SpadaHC: a database to improve the classification of variants in hereditary cancer genes in the Spanish population

Abstract

Accurate classification of genetic variants is crucial for clinical decision-making in hereditary cancer. In Spain, genetic diagnostic laboratories have traditionally approached this task independently due to the lack of a dedicated resource. Here we present SpadaHC, a web-based database for sharing variants in hereditary cancer genes in the Spanish population. SpadaHC is implemented using a three-tier architecture consisting of a relational database, a web tool and a bioinformatics pipeline. Contributing laboratories can share variant classifications and variants from individuals in Variant Calling Format (VCF) format. The platform supports open and restricted access, flexible dataset submissions, automatic pseudo-anonymization, VCF quality control, variant normalization and liftover between genome builds. Users can flexibly explore and search data, receive automatic discrepancy notifications and access SpadaHC population frequencies based on many criteria. In February 2024, SpadaHC included 18 laboratory members, storing 1.17 million variants from 4306 patients and 16 343 laboratory classifications. In the first analysis of the shared data, we identified 84 genetic variants with clinically relevant discrepancies in their classifications and addressed them through a three-phase resolution strategy. This work highlights the importance of data sharing to promote consistency in variant classifications among laboratories, so patients and family members can benefit from more accurate clinical management. Database URL: https://spadahc.ciberisciii.es/.

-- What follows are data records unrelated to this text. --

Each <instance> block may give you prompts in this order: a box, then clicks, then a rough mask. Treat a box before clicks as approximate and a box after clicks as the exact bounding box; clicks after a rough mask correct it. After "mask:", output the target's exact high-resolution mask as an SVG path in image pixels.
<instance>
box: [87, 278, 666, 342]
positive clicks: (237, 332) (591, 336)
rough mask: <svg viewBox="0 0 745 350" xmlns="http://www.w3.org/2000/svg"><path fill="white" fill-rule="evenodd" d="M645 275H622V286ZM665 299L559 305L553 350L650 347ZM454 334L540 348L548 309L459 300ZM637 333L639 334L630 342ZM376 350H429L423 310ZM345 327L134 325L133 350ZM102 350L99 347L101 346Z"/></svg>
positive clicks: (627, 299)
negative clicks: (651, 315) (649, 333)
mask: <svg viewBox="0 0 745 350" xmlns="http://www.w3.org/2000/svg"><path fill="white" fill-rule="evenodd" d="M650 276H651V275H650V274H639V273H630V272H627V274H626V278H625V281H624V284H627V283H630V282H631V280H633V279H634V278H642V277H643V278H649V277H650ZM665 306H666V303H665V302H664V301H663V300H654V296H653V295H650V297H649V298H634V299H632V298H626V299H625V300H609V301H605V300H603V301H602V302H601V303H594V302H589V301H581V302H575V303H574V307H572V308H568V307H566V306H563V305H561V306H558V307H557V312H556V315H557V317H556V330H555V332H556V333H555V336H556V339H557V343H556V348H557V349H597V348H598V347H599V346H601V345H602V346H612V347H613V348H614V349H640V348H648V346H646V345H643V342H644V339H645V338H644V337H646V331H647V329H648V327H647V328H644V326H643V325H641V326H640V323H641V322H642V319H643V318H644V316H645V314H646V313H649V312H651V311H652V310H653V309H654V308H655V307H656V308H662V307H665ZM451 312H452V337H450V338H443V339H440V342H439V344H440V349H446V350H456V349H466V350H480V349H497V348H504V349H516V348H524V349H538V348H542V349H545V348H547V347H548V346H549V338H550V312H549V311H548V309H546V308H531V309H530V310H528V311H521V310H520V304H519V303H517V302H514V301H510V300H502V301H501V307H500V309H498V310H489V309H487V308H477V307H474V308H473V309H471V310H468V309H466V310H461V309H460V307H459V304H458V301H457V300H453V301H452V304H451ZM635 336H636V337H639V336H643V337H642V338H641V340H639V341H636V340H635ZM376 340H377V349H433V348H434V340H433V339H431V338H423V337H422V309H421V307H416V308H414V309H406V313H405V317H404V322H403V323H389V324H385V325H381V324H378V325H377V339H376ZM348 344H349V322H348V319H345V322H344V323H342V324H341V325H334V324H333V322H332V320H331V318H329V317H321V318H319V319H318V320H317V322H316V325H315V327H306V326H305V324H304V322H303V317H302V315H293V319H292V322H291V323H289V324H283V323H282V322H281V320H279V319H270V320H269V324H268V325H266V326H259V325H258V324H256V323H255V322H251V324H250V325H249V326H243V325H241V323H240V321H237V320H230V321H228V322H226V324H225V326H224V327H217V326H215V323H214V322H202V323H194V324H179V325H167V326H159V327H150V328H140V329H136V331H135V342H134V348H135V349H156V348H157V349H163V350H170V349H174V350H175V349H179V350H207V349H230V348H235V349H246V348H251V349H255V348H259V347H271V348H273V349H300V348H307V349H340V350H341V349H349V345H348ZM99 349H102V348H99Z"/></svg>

Overview of SpadaHC and its main views. (A) List of existing variants in SpadaHC (in the image, search for the ATM gene). The ‘Expert Cl.’ column shows the classification made by a group of experts; the ‘Lab Cl.’ column shows a summary of the classifications made by the laboratories. (B) Allele frequency of a variant in the SpadaHC population according to clinical suspicion and sex. (C) Classifications provided by the laboratories for a variant. (D) List of patients carrying a variant. (E) Histogram showing the coverage and frequency (allele balance) with which the variant was detected in carrier patients.

Figure 1.

(A) Variants with multiple classifications in SpadaHC v1.21.0 and degree of discrepancy according to the five-tier, three-tier and two-tier models. (B) Number of variants with clinically relevant discrepancies according to the two-tier model after each phase of the resolution strategy.